Constructing a robot is hard because you must fit a very compact computer inside its skull, if it is to have a vaguely human shape. Making a sufficiently complex computer as compact as the human brain is also hard.
But robots aside, why bother making a computer that compact? The units that make up a computer have been getting smaller and smaller, to be sure-from vacuum tubes to transistors to tiny integrated circuits and silicon chips. Suppose that, in addition to making the units smaller, we also make the whole structure bigger.
A brain that gets too large would eventually begin to lose efficiency because nerve impulses don't travel very quickly. Even the speediest nerve impulses travel at only about 3.75 miles a minute. A nerve impulse can flash from one end of the brain to the other in one four-hundred-fortieth of a second, but a brain 9 miles long, if we could imagine one, would require 2.4 minutes for a nerve impulse to travel its length. The added complexity made possible by the enormous size would fall apart simply because of the long wait for information to be moved and processed within it.

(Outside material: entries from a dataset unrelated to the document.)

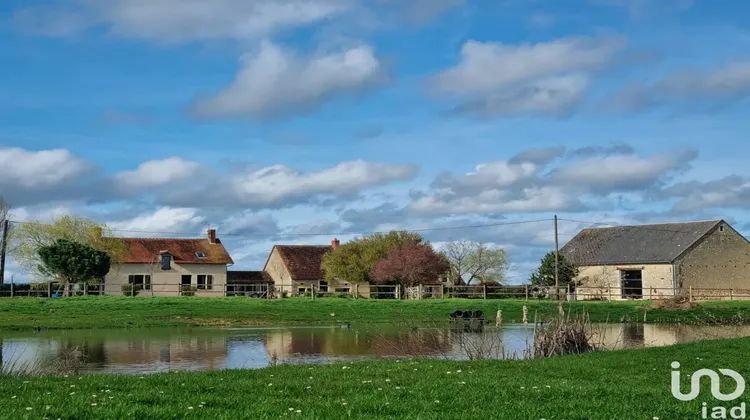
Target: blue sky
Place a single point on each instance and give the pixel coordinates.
(268, 119)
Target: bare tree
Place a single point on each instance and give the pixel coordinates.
(4, 209)
(475, 262)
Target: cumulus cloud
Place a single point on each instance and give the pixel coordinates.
(529, 182)
(274, 185)
(155, 173)
(707, 88)
(163, 219)
(179, 20)
(493, 78)
(38, 169)
(28, 177)
(275, 81)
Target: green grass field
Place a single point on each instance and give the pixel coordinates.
(631, 384)
(119, 312)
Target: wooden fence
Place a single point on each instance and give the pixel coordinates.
(269, 291)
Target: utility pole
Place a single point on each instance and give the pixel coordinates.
(3, 249)
(557, 269)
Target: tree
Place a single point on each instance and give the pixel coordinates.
(475, 262)
(28, 238)
(354, 260)
(72, 262)
(545, 274)
(410, 265)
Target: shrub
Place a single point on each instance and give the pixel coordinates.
(131, 290)
(188, 290)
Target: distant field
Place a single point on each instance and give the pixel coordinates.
(123, 312)
(632, 384)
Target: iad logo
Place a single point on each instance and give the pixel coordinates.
(718, 412)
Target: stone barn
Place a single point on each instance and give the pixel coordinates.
(660, 260)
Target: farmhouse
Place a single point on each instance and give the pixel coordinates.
(659, 260)
(296, 269)
(170, 266)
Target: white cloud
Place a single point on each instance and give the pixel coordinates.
(154, 173)
(707, 88)
(163, 219)
(529, 182)
(278, 184)
(275, 81)
(180, 20)
(493, 78)
(38, 169)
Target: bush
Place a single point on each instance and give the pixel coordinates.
(131, 290)
(188, 290)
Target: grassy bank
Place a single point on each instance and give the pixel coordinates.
(622, 384)
(122, 312)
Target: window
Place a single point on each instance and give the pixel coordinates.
(166, 261)
(140, 280)
(205, 281)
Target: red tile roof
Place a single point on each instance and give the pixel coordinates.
(146, 250)
(303, 261)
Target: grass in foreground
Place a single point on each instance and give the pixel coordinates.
(122, 312)
(632, 384)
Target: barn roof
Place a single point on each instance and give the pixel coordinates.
(184, 251)
(303, 261)
(639, 244)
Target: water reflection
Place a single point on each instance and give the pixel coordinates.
(152, 350)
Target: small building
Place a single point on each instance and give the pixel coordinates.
(171, 266)
(248, 283)
(658, 260)
(297, 269)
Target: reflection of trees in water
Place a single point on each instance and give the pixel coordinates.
(414, 342)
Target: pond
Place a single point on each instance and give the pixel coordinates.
(138, 351)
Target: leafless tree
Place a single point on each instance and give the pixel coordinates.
(4, 209)
(473, 261)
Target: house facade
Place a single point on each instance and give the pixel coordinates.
(171, 267)
(297, 269)
(657, 261)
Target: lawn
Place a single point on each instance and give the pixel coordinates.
(119, 312)
(632, 384)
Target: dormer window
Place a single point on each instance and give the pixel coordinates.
(166, 260)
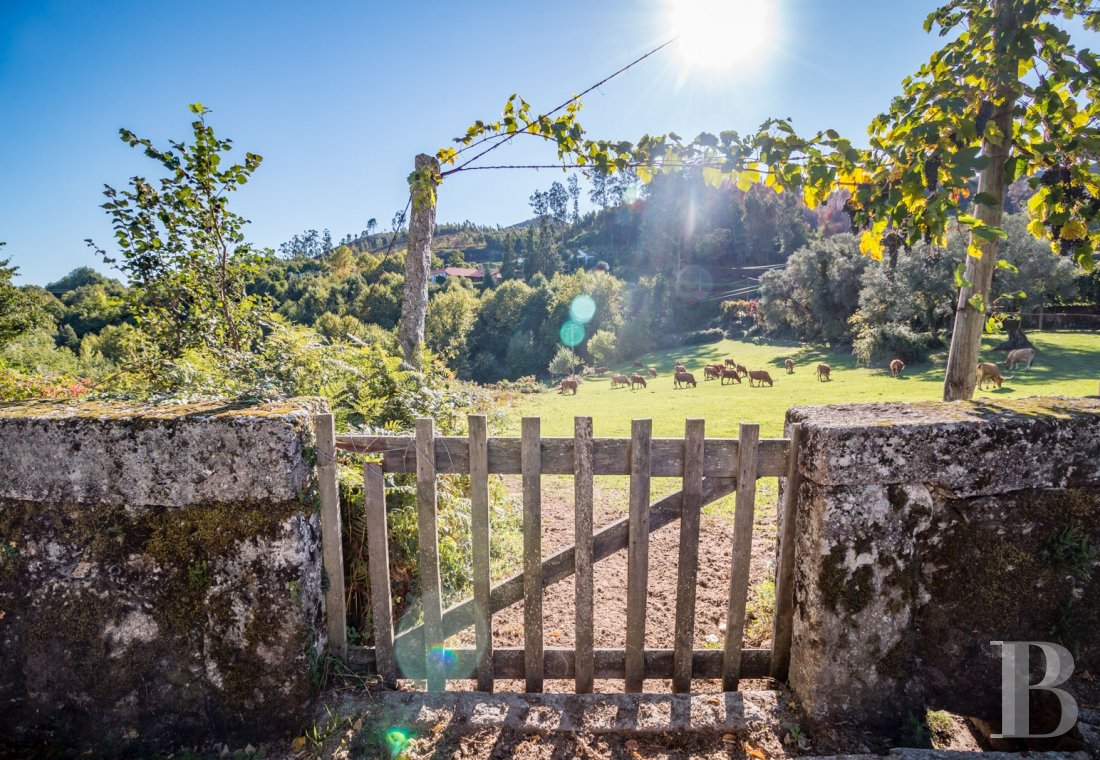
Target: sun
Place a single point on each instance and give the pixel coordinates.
(722, 34)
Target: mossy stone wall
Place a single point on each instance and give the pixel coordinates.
(160, 572)
(928, 530)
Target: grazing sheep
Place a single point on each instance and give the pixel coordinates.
(988, 371)
(760, 376)
(682, 378)
(1020, 356)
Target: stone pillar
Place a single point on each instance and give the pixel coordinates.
(926, 531)
(160, 571)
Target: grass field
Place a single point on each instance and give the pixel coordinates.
(1067, 363)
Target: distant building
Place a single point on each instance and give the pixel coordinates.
(472, 273)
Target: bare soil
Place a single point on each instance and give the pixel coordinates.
(715, 552)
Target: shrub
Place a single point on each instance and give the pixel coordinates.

Computers, however, use electric impulses that travel at more than 11 million miles per minute. A computer 400 miles wide would still flash electric impulses from end to end in about one four-hundred-fortieth of a second. In that respect, at least, a computer of that asteroidal size could still process information as quickly as the human brain could.
If, therefore, we imagine computers being manufactured with finer and finer components, more and more intricately interrelated, and also imagine those same computers becoming larger and larger, might it not be that the computers would eventually become capable of doing all the things a human brain can do?
Is there a theoretical limit to how intelligent a computer can become?
I've never heard of any. It seems to me that each time we learn to pack more complexity into a given volume, the computer can do more. Each time we make a computer larger, while keeping each portion as densely complex as before, the computer can do more.
Eventually, if we learn how to make a computer sufficiently complex and sufficiently large, why should it not achieve a human intelligence?